Der Saarbrücker Stadtteil Bischmisheim birgt ein architektonisches Kleinod, die Schinkelkirche. Einst umstritten, heute ein Wahrzeichen. Im nächsten Jahr feiert man Jubiläum.
Bischmisheim feiert 200 Jahre Schinkelkirche – am 3. August 1824 – zum Geburtstag von König Friedrich Wilhelm III. wurde im damals preußischen Bischmisheim eine ungewöhnlich anmutende Kirche eingeweiht. Doch was ließ das neue Gebäude so ungewöhnlich erscheinen? Ein Achteckbau, ein sogenanntes Oktogon, war fertiggestellt worden. Und das in einem kleinen Dorf wie Bischmisheim, das einen Vorgängerbau mit Langhaus mit Turm hatte und eine solche traditionelle Architektur wiederhaben wollte. Die Bevölkerung war irritiert und sie reagierte lange Zeit mit offener Ablehnung auf die neue Bauschöpfung.

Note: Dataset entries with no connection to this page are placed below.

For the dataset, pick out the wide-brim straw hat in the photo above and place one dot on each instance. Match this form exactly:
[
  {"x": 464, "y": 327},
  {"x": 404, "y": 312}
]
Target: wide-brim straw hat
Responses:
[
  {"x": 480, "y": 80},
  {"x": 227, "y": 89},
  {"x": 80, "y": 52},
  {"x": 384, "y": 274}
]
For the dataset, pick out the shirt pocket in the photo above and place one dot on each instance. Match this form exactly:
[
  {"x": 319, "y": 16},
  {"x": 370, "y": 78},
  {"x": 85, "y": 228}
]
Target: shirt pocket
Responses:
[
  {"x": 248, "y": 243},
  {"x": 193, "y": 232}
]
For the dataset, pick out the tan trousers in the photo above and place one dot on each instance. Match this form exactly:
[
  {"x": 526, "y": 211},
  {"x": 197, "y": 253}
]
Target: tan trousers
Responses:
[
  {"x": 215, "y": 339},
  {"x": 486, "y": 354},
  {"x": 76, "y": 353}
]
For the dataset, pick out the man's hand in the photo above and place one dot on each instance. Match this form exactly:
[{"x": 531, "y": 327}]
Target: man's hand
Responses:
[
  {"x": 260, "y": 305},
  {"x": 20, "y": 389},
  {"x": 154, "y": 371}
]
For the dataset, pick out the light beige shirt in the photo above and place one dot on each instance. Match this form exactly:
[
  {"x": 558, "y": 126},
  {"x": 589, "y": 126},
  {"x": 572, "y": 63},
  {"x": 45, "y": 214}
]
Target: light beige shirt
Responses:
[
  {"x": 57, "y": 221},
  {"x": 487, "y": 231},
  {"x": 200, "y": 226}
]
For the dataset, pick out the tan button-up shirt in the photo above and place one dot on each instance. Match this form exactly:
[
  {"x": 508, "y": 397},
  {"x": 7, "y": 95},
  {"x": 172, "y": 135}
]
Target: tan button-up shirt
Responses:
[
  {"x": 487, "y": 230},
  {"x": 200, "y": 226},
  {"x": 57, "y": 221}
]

Heute, 200 Jahre später, ist die Bischmisheimer Kirche „das“ Wahrzeichen und der ganze Stolz des Ortes. Entsprechend wird 2024 die Schinkelkirche, wie sie umgangssprachlich genannt wird, auch in den öffentlichen Mittelpunkt gestellt und gebührend auf unterschiedlichste Art und Weise gefeiert werden.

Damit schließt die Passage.